输出结果如下图所示, 可以发现距离网络参数 fc1/kernel 最近的节点是 IteratorGetNext, 因此输入节点的名字基本可以确认是它了.

节点修改

现在回到 “前言” 中提到的问题, 如果我希望使用自行创建的 tf.placeholder 节点作为 Graph 的输入节点, 而不是采用 IteratorGetNext, 应该如何实现. 一方面可以重新将 Tensorflow Graph 写一遍, 使用 tf.placeholder 作为输入; 另一方面其实可以考虑将 IteratorGetNet 节点用自定义的节点给替换掉, 这一步参考了博文如何在建好TF图后修改图. 具体做法如下, 代码在 infer.py 中:

#_*_ coding:utf-8 _*_
## infer.py
import tensorflow as tf
from tensorflow.python.framework import meta_graph
import os
from os.path import join, exists
import numpy as np

emb_dim = 4
checkpoint_dir = 'checkpoint_dir'
meta_name = '0'
saver_dir = join(checkpoint_dir, meta_name)
meta_file = saver_dir + '.meta'
model_file = tf.train.latest_checkpoint(checkpoint_dir)

np.random.seed(123)
test_data = np.random.randn(4, emb_dim)

def read_pb_meta(meta_file):
    meta_graph_def = meta_graph.read_meta_graph_file(meta_file)
    return meta_graph_def

def update_node(graph, src_node_name, tar_node):
    """
    @params:
        graph : tensorflow Graph object
        src_node_name : source node name to be modified
        tar_node : target node
    """
    input = graph.get_tensor_by_name('{}:0'.format(src_node_name))
    for op in input.consumers():
        idx_list = []
        for idx, item in enumerate(op.inputs):
            if src_node_name in item.name:
                idx_list.append(idx)
        for idx in idx_list:
            op._update_input(idx, tar_node)

def modify_graph():
    meta_graph_def = read_pb_meta(meta_file)
    with tf.Graph().as_default() as graph:
        tf.import_graph_def(meta_graph_def.graph_def, name="")
        input_ph = tf.placeholder(tf.float64, [None, emb_dim], name='input')
        update_node(graph, 'IteratorGetNext', input_ph)

    with tf.Session(graph=graph) as sess:
        saver = tf.train.import_meta_graph(meta_file)
        saver.restore(sess, model_file)
        output = sess.run(['output:0'], feed_dict={
    
    
            'input:0': test_data
        })
        print('modify_graph:\n{}'.format(output))

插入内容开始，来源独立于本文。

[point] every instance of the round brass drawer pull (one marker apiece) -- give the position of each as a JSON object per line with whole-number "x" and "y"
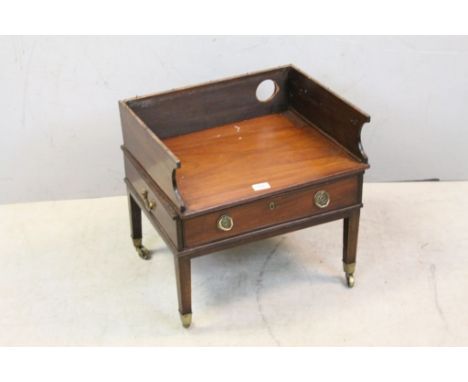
{"x": 148, "y": 205}
{"x": 225, "y": 223}
{"x": 322, "y": 199}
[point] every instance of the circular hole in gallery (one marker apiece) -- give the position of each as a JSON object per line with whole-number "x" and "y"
{"x": 266, "y": 90}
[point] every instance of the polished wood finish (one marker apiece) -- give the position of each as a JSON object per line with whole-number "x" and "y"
{"x": 350, "y": 237}
{"x": 221, "y": 164}
{"x": 151, "y": 153}
{"x": 135, "y": 218}
{"x": 184, "y": 284}
{"x": 162, "y": 215}
{"x": 216, "y": 103}
{"x": 330, "y": 113}
{"x": 197, "y": 152}
{"x": 260, "y": 213}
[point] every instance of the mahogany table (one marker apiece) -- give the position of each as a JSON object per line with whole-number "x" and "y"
{"x": 221, "y": 164}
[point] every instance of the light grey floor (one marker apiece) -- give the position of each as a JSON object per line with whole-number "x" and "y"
{"x": 69, "y": 276}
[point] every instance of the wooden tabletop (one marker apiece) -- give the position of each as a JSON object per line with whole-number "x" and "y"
{"x": 220, "y": 165}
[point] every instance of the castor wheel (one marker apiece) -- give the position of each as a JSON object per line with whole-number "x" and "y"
{"x": 186, "y": 319}
{"x": 141, "y": 250}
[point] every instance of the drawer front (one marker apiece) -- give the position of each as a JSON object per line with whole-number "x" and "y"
{"x": 151, "y": 202}
{"x": 270, "y": 211}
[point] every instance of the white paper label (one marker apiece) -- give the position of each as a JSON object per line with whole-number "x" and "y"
{"x": 261, "y": 186}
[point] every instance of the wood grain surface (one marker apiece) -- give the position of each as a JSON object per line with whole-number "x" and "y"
{"x": 258, "y": 214}
{"x": 220, "y": 165}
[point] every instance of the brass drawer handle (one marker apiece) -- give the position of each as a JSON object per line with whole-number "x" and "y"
{"x": 225, "y": 223}
{"x": 322, "y": 199}
{"x": 148, "y": 205}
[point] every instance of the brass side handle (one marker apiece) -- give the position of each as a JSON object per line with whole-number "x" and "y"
{"x": 225, "y": 223}
{"x": 148, "y": 204}
{"x": 322, "y": 199}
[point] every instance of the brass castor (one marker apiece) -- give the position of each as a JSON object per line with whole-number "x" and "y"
{"x": 186, "y": 319}
{"x": 141, "y": 250}
{"x": 349, "y": 272}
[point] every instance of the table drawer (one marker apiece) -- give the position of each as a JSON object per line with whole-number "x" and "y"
{"x": 269, "y": 211}
{"x": 150, "y": 201}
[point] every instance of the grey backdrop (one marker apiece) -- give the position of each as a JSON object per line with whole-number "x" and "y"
{"x": 60, "y": 128}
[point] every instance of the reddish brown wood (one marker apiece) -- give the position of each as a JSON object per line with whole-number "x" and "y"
{"x": 135, "y": 218}
{"x": 216, "y": 103}
{"x": 220, "y": 165}
{"x": 151, "y": 153}
{"x": 184, "y": 288}
{"x": 287, "y": 207}
{"x": 350, "y": 237}
{"x": 165, "y": 219}
{"x": 330, "y": 113}
{"x": 197, "y": 152}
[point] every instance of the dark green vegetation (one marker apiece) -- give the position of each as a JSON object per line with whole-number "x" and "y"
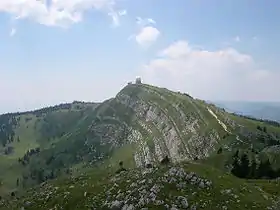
{"x": 143, "y": 126}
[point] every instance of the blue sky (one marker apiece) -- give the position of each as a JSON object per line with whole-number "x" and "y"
{"x": 53, "y": 52}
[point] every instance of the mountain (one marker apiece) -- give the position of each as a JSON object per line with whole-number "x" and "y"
{"x": 142, "y": 127}
{"x": 261, "y": 110}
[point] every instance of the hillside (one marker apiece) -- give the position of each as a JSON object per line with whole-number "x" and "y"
{"x": 25, "y": 134}
{"x": 184, "y": 186}
{"x": 142, "y": 126}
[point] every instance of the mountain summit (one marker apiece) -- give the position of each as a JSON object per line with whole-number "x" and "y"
{"x": 142, "y": 127}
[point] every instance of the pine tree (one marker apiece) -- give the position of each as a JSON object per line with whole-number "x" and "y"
{"x": 253, "y": 170}
{"x": 244, "y": 166}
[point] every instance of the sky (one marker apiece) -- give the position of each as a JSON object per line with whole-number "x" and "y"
{"x": 57, "y": 51}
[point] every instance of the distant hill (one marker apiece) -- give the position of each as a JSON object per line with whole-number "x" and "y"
{"x": 262, "y": 110}
{"x": 143, "y": 126}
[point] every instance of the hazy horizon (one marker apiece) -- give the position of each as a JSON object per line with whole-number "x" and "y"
{"x": 54, "y": 52}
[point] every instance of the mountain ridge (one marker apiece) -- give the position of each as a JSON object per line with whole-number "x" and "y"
{"x": 142, "y": 126}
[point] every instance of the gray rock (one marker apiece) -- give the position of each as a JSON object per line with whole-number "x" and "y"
{"x": 183, "y": 201}
{"x": 116, "y": 205}
{"x": 128, "y": 207}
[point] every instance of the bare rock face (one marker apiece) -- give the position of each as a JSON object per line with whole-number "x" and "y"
{"x": 165, "y": 123}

if __name__ == '__main__':
    modify_graph()

该文件定义了函数 update_node 来实现对 graph 中节点的替换, 函数如下:

def update_node(graph, src_node_name, tar_node):
    """
    @params:
        graph : tensorflow Graph object
        src_node_name : source node name to be modified
        tar_node : target node
    """
    input = graph.get_tensor_by_name('{}:0'.format(src_node_name))
    for op in input.consumers():
        idx_list = []
        for idx, item in enumerate(op.inputs):
            if src_node_name in item.name:
                idx_list.append(idx)
        for idx in idx_list:
            op._update_input(idx, tar_node)

其中 src_node_name 表示要被替换掉的节点名字, 比如希望替换 IteratorGetNext. 通过该名字在 graph 中找到对应的节点 input, 然后调用 input.consumers() 找到使用该节点的 op, 再通过更新 op 的输入 (op.inputs) 来实现对节点的替换. 由于替换的方法 op._update_input 需要使用索引 idx, 因此用 idx_list 来记录要替换节点的索引.

frozen_graph 格式

前面介绍的 checkpoint 格式将网络结构和参数分开保存, 而 frozen_graph 格式则会将网络参数以 Const 节点的形式写入到 GraphDef, 并保存到统一的 protobuf 文件中, 由于 protobuf 是跨语言、跨平台序列化数据协议, 因此还可以用 C++/Java/Python 等对模型进行加载.

下面写了个简单的将 ckpt 转换为 frozen_graph 的例子 frozen_graph.py, 代码如下:

#_*_ coding:utf-8 _*_
## frozen_graph.py
import tensorflow as tf
from tensorflow.python.framework import meta_graph
from tensorflow.python.framework import dtypes
from tensorflow.python.tools import optimize_for_inference_lib
import os
from os.path import join, exists
import numpy as np

emb_dim = 4
checkpoint_dir = 'checkpoint_dir'
meta_name = '0'
saver_dir = join(checkpoint_dir, meta_name)
meta_file = saver_dir + '.meta'
model_file = tf.train.latest_checkpoint(checkpoint_dir)

np.random.seed(123)
test_data = np.random.randn(4, emb_dim)

def read_pb_meta(meta_file):
    meta_graph_def = meta_graph.read_meta_graph_file(meta_file)
    return meta_graph_def

def update_node(graph, src_node_name, tar_node):
    """
    @params:
        graph : tensorflow Graph object
        src_node_name : source node name to be modified
        tar_node : target node
    """
    input = graph.get_tensor_by_name('{}:0'.format(src_node_name))
    for op in input.consumers():
        idx_list = []
        for idx, item in enumerate(op.inputs):
            if src_node_name in item.name:
                idx_list.append(idx)
        for idx in idx_list:
            op._update_input(idx, tar_node)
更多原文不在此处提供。